Ella se crispó cuando la conversación dio un giro que no había esperado.

–No hay mucho que saber.

–Me gustaría saber por qué eras la que recibías en la fiesta de Londres. ¿Cuál es tu profesión exactamente?

Ella intentó contener las ganas de sorprenderle, pero eran demasiado fuertes.

–Solo soy una camarera.

No era el empleo que le habría gustado tener, no era lo que había esperado ser cuando empezó a ir a la universidad en Australia, pero las circunstancias se le habían puesto en contra.

Vio que él apretaba los dientes y una sensación de triunfo se adueñó de ella. A Dante no se le había pasado por la cabeza la posibilidad se casarse y ser padre, pero, si se le hubiese pasado, jamás habría querido que su esposa hubiese sido una camarera.

–¿Y te parece suficiente?

–Tuve que conformarme.

Ella lo contestó sin darse cuenta de que estaba dando pie para tener una conversación sobre sí misma que prefería no tener. No quería hablar de su querido padre y del vacío en su vida. Era una chica normal y corriente, pero había sido una princesa para su padre y él había sido la persona más importante del mundo para ella.

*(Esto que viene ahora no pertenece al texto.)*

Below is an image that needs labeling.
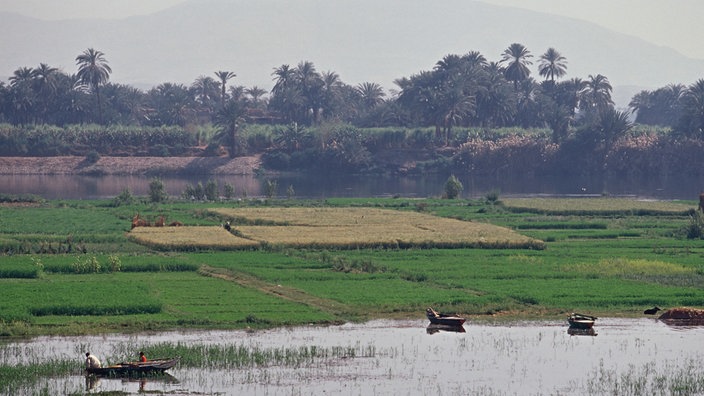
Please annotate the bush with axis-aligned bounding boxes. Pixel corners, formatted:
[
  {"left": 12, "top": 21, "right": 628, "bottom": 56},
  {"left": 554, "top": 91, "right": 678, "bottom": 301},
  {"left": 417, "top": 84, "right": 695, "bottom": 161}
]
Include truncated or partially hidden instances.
[
  {"left": 684, "top": 211, "right": 704, "bottom": 239},
  {"left": 112, "top": 188, "right": 135, "bottom": 207},
  {"left": 85, "top": 150, "right": 100, "bottom": 164},
  {"left": 445, "top": 175, "right": 464, "bottom": 199},
  {"left": 149, "top": 177, "right": 169, "bottom": 203},
  {"left": 203, "top": 179, "right": 220, "bottom": 201}
]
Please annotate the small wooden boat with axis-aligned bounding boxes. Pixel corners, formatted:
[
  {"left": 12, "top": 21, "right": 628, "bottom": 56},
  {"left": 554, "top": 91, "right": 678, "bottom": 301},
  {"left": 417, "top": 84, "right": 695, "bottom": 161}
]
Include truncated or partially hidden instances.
[
  {"left": 567, "top": 326, "right": 597, "bottom": 337},
  {"left": 425, "top": 308, "right": 465, "bottom": 327},
  {"left": 425, "top": 323, "right": 467, "bottom": 334},
  {"left": 86, "top": 357, "right": 181, "bottom": 377},
  {"left": 567, "top": 313, "right": 597, "bottom": 329}
]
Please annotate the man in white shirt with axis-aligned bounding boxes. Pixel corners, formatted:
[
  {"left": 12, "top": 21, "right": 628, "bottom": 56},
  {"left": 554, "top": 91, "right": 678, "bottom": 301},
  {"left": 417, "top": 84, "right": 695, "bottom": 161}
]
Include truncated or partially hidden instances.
[{"left": 86, "top": 352, "right": 100, "bottom": 368}]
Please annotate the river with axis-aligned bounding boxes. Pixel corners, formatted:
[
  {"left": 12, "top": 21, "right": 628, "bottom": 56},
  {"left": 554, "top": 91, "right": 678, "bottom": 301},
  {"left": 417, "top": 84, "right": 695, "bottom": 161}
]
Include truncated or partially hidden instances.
[
  {"left": 0, "top": 318, "right": 704, "bottom": 395},
  {"left": 0, "top": 174, "right": 704, "bottom": 200}
]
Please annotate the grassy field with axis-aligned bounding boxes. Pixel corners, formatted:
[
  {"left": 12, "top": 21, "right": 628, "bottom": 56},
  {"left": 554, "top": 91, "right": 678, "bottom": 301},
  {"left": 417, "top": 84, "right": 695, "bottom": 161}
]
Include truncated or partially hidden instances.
[{"left": 0, "top": 198, "right": 704, "bottom": 336}]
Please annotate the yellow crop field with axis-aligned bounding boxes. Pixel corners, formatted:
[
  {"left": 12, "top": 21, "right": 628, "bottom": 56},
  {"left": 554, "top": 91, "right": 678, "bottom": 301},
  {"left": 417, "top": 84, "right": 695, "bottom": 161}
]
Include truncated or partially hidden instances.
[
  {"left": 130, "top": 226, "right": 259, "bottom": 249},
  {"left": 212, "top": 208, "right": 543, "bottom": 248},
  {"left": 501, "top": 197, "right": 696, "bottom": 213}
]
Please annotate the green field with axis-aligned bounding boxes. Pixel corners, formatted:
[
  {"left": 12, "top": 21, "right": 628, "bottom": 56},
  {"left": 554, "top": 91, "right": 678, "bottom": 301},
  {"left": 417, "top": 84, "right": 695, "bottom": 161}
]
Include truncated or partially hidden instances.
[{"left": 0, "top": 198, "right": 704, "bottom": 336}]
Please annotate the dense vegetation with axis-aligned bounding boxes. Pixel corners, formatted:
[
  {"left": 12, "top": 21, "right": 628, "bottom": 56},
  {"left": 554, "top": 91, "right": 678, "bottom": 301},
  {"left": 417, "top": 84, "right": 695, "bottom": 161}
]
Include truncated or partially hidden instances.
[
  {"left": 0, "top": 198, "right": 704, "bottom": 335},
  {"left": 0, "top": 43, "right": 704, "bottom": 180}
]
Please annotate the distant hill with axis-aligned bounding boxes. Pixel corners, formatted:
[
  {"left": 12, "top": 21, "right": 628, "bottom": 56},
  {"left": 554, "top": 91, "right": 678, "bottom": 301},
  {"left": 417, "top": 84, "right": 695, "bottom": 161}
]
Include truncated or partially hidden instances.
[{"left": 0, "top": 0, "right": 704, "bottom": 105}]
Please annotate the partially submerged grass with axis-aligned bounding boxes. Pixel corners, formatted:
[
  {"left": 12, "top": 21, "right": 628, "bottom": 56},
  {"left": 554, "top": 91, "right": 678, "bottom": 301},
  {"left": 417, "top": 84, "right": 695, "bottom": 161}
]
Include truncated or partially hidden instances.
[
  {"left": 211, "top": 208, "right": 544, "bottom": 249},
  {"left": 501, "top": 197, "right": 696, "bottom": 215},
  {"left": 130, "top": 226, "right": 259, "bottom": 250},
  {"left": 0, "top": 199, "right": 704, "bottom": 335}
]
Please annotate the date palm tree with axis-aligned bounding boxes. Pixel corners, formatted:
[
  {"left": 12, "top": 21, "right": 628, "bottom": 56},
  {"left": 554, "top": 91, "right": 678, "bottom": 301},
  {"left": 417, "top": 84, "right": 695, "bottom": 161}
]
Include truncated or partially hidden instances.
[
  {"left": 32, "top": 63, "right": 59, "bottom": 122},
  {"left": 244, "top": 85, "right": 266, "bottom": 108},
  {"left": 215, "top": 71, "right": 237, "bottom": 107},
  {"left": 538, "top": 48, "right": 567, "bottom": 83},
  {"left": 677, "top": 79, "right": 704, "bottom": 138},
  {"left": 355, "top": 82, "right": 385, "bottom": 110},
  {"left": 9, "top": 67, "right": 34, "bottom": 87},
  {"left": 213, "top": 100, "right": 246, "bottom": 158},
  {"left": 579, "top": 74, "right": 614, "bottom": 122},
  {"left": 500, "top": 43, "right": 533, "bottom": 91},
  {"left": 76, "top": 48, "right": 112, "bottom": 124}
]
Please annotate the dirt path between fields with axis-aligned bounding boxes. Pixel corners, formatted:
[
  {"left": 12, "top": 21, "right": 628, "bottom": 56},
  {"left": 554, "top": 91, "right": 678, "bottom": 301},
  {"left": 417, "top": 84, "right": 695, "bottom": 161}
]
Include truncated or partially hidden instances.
[
  {"left": 0, "top": 155, "right": 261, "bottom": 176},
  {"left": 198, "top": 264, "right": 351, "bottom": 317}
]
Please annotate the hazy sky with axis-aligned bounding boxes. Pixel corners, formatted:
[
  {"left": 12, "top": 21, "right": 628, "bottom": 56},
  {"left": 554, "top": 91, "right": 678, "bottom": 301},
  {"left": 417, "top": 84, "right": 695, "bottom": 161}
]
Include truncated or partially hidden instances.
[{"left": 5, "top": 0, "right": 704, "bottom": 59}]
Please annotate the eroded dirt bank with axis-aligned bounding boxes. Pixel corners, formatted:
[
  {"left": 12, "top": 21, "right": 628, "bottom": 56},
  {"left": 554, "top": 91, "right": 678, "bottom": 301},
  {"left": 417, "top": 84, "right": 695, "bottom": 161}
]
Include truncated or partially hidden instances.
[{"left": 0, "top": 155, "right": 261, "bottom": 175}]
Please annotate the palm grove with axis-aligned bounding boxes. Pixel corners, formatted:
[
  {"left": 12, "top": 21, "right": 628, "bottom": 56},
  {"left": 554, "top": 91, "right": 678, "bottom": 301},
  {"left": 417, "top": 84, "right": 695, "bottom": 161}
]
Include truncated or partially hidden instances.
[{"left": 0, "top": 43, "right": 704, "bottom": 176}]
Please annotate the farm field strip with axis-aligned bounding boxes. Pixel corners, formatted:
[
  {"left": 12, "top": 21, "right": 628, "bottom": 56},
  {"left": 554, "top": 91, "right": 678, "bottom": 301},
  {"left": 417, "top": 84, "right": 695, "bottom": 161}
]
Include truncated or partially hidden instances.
[
  {"left": 206, "top": 208, "right": 540, "bottom": 247},
  {"left": 502, "top": 197, "right": 696, "bottom": 214},
  {"left": 130, "top": 226, "right": 259, "bottom": 249}
]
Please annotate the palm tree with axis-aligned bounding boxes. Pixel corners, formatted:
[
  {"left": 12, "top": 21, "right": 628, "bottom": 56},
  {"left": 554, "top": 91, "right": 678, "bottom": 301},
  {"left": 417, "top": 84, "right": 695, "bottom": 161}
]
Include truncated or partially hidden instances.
[
  {"left": 500, "top": 43, "right": 533, "bottom": 91},
  {"left": 538, "top": 48, "right": 567, "bottom": 83},
  {"left": 677, "top": 79, "right": 704, "bottom": 138},
  {"left": 579, "top": 74, "right": 614, "bottom": 122},
  {"left": 244, "top": 85, "right": 266, "bottom": 108},
  {"left": 215, "top": 71, "right": 237, "bottom": 107},
  {"left": 9, "top": 67, "right": 34, "bottom": 87},
  {"left": 76, "top": 48, "right": 112, "bottom": 124},
  {"left": 191, "top": 76, "right": 221, "bottom": 112},
  {"left": 213, "top": 100, "right": 246, "bottom": 158},
  {"left": 355, "top": 82, "right": 385, "bottom": 110}
]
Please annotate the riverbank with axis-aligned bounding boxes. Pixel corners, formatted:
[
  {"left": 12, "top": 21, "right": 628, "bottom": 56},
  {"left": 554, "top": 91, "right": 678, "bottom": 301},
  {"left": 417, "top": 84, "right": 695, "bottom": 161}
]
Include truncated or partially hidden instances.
[{"left": 0, "top": 155, "right": 261, "bottom": 176}]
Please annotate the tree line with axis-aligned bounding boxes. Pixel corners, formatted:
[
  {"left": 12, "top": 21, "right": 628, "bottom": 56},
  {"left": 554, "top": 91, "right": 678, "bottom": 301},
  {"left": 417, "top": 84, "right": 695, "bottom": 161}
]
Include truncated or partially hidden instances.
[
  {"left": 0, "top": 43, "right": 704, "bottom": 135},
  {"left": 0, "top": 43, "right": 704, "bottom": 181}
]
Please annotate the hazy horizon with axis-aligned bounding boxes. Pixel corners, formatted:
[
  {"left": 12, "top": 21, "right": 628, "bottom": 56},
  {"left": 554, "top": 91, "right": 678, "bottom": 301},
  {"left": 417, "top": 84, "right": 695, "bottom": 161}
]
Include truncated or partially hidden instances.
[{"left": 0, "top": 0, "right": 704, "bottom": 59}]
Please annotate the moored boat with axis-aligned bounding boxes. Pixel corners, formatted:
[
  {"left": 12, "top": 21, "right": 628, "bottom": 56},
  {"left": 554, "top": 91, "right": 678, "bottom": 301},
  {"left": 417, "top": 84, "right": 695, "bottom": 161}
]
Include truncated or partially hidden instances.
[
  {"left": 86, "top": 357, "right": 181, "bottom": 377},
  {"left": 567, "top": 313, "right": 597, "bottom": 329},
  {"left": 425, "top": 308, "right": 466, "bottom": 327}
]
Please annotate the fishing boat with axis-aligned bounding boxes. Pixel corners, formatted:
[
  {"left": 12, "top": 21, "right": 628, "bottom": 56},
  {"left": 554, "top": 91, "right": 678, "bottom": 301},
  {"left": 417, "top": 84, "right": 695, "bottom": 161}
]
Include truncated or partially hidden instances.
[
  {"left": 567, "top": 313, "right": 597, "bottom": 329},
  {"left": 86, "top": 357, "right": 181, "bottom": 377},
  {"left": 425, "top": 323, "right": 467, "bottom": 334},
  {"left": 425, "top": 308, "right": 465, "bottom": 327}
]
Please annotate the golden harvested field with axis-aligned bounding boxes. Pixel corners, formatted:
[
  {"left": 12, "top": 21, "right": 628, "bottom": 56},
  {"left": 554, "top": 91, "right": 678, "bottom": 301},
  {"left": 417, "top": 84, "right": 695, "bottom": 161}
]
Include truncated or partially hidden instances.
[
  {"left": 130, "top": 208, "right": 544, "bottom": 249},
  {"left": 130, "top": 226, "right": 259, "bottom": 249},
  {"left": 501, "top": 197, "right": 696, "bottom": 213},
  {"left": 212, "top": 208, "right": 542, "bottom": 248}
]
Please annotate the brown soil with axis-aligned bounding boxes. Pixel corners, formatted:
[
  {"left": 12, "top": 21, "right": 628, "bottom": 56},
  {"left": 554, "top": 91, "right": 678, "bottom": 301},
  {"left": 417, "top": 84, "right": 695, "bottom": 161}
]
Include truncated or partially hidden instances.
[{"left": 0, "top": 155, "right": 261, "bottom": 175}]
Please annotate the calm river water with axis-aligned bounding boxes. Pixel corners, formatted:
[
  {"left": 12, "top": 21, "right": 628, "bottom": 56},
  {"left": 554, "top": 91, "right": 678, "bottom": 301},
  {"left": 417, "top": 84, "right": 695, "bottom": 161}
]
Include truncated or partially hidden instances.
[
  {"left": 0, "top": 318, "right": 704, "bottom": 395},
  {"left": 0, "top": 174, "right": 704, "bottom": 200}
]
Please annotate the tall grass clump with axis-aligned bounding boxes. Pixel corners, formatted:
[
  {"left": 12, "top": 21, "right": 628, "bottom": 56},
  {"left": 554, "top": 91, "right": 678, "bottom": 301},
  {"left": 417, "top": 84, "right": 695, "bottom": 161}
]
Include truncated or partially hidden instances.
[{"left": 129, "top": 342, "right": 376, "bottom": 370}]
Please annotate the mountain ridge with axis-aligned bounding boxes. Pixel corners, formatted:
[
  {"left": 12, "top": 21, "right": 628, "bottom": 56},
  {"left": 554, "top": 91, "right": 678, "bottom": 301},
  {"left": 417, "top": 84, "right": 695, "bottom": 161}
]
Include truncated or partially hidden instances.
[{"left": 0, "top": 0, "right": 704, "bottom": 106}]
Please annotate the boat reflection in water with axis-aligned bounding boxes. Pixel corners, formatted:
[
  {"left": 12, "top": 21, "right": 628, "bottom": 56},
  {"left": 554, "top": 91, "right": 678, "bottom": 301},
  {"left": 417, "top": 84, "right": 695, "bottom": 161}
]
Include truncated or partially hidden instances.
[
  {"left": 567, "top": 327, "right": 597, "bottom": 336},
  {"left": 86, "top": 373, "right": 179, "bottom": 393},
  {"left": 425, "top": 323, "right": 465, "bottom": 334}
]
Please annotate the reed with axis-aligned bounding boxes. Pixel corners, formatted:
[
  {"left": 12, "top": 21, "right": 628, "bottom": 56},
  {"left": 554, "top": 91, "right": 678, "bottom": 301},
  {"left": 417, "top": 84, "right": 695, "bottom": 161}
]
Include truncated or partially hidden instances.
[
  {"left": 130, "top": 226, "right": 259, "bottom": 250},
  {"left": 111, "top": 342, "right": 376, "bottom": 369},
  {"left": 206, "top": 208, "right": 544, "bottom": 249}
]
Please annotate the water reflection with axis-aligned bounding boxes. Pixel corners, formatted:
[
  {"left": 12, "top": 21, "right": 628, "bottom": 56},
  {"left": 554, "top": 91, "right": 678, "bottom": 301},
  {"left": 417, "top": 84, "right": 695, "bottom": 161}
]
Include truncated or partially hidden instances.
[
  {"left": 0, "top": 174, "right": 704, "bottom": 199},
  {"left": 425, "top": 323, "right": 466, "bottom": 334},
  {"left": 85, "top": 373, "right": 179, "bottom": 393},
  {"left": 567, "top": 326, "right": 597, "bottom": 337},
  {"left": 0, "top": 318, "right": 704, "bottom": 395}
]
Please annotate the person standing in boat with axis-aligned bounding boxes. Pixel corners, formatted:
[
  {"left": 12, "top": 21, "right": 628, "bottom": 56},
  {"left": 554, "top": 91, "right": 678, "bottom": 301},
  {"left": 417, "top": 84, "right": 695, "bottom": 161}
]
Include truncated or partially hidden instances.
[{"left": 86, "top": 352, "right": 101, "bottom": 368}]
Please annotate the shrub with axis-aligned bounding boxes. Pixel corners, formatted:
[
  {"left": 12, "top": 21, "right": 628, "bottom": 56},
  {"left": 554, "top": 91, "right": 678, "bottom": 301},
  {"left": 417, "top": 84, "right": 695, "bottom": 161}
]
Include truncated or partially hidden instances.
[
  {"left": 445, "top": 175, "right": 464, "bottom": 199},
  {"left": 264, "top": 180, "right": 279, "bottom": 198},
  {"left": 149, "top": 177, "right": 169, "bottom": 203},
  {"left": 684, "top": 211, "right": 704, "bottom": 239},
  {"left": 112, "top": 187, "right": 135, "bottom": 207},
  {"left": 203, "top": 179, "right": 219, "bottom": 201},
  {"left": 85, "top": 150, "right": 100, "bottom": 164},
  {"left": 222, "top": 183, "right": 235, "bottom": 199}
]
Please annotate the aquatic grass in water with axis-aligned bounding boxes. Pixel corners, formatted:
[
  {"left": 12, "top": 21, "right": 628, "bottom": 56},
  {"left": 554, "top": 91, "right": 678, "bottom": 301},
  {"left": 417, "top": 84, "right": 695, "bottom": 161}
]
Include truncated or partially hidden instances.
[
  {"left": 110, "top": 342, "right": 376, "bottom": 370},
  {"left": 0, "top": 360, "right": 78, "bottom": 395}
]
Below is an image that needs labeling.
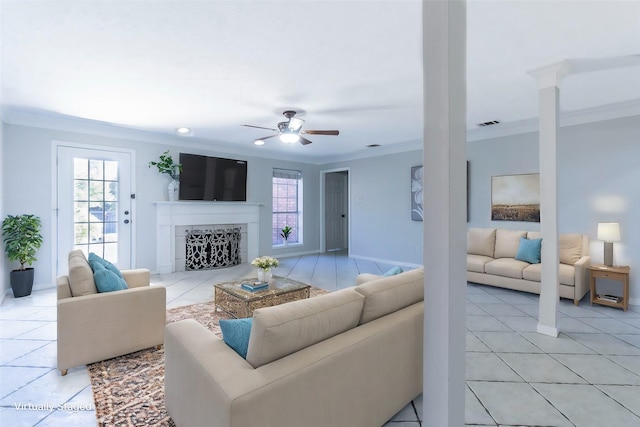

Afortunadamente, otros invitados se acercaron y ya no pudieron hablar, al menos, de su pasado y de los acontecimientos que le habían cambiado la vida. Había cosas que no quería contarle a un hombre que era incapaz de sentir algo. Él no lo entendería nunca.

 

 

Dante abrió la puerta de su piso y, por primera vez, se alegró de estar relegado en el cuarto que había usado como despacho. Ahí, al menos, no tendría la tentación de besar a Piper. Después de haber pasado la noche atormentado por su cuerpo enfundado en el vestido color bronce que le había elegido Elizabeth, corría el peligro de dejarse arrastrar por el deseo que lo dominaba por dentro. Jamás había tenido que contenerse, siempre conseguía lo que quería, fuesen mujeres o coches veloces. Contenerse era una sensación desagradable y no sabía cuánto tiempo podría aguantar la tentación sin caer en ella.

–Piper…

Él se dirigió a ella con delicadeza mientras dejaba el bolso en una mesa antigua de la sala. Quería volver a decirle lo guapa que estaba y lo mucho que la deseaba, pero decidió que lo mejor, para los dos, era atenerse a las condiciones del trato. No podía permitirse querer cuando sabía que ella se marcharía algún día, como hizo la noche que concibieron a su hijo.

Ella lo miró con la incertidumbre reflejada en los enormes ojos verdes y, cuando se mordió el labio inferior, él apretó los puños a los costados. No era la primera vez que recordaba esos labios debajo de los suyos solo unas horas antes, cómo le habían correspondido con avidez. Tampoco era el momento de recordar que, si hubiesen estado allí, y no en el coche, no habrían ido a la fiesta.

–¿Pasa… algo? –preguntó ella con una voz titubeante.

Pasaban muchas cosas. Estaba cayendo bajo el hechizo que, como empezaba a creer, ella no sabía que estaba provocando. Parecía ignorar lo que le hacía. Esa noche había visto que sonreía y se reía con personas a las que no conocía y que también le sonreían y se reían con ella, lo que le había llenado de orgullo.

–Solo quería decirte que esta noche has causado muy buena impresión. Gracias.

–Lo he hecho por mi bebé.

Él se mordió la lengua. Era tarde y no era el momento de enredarse con una conversación que no quería tener a ninguna hora del día. Su manera de decir «mi bebé» le había llegado muy dentro de sus encallecidos sentimientos y le había dolido más de lo que se había imaginado que era posible.

–Mañana saldremos hacia la Toscana, donde lo repetirás… y esa vez será por mí y por mi operación empresarial.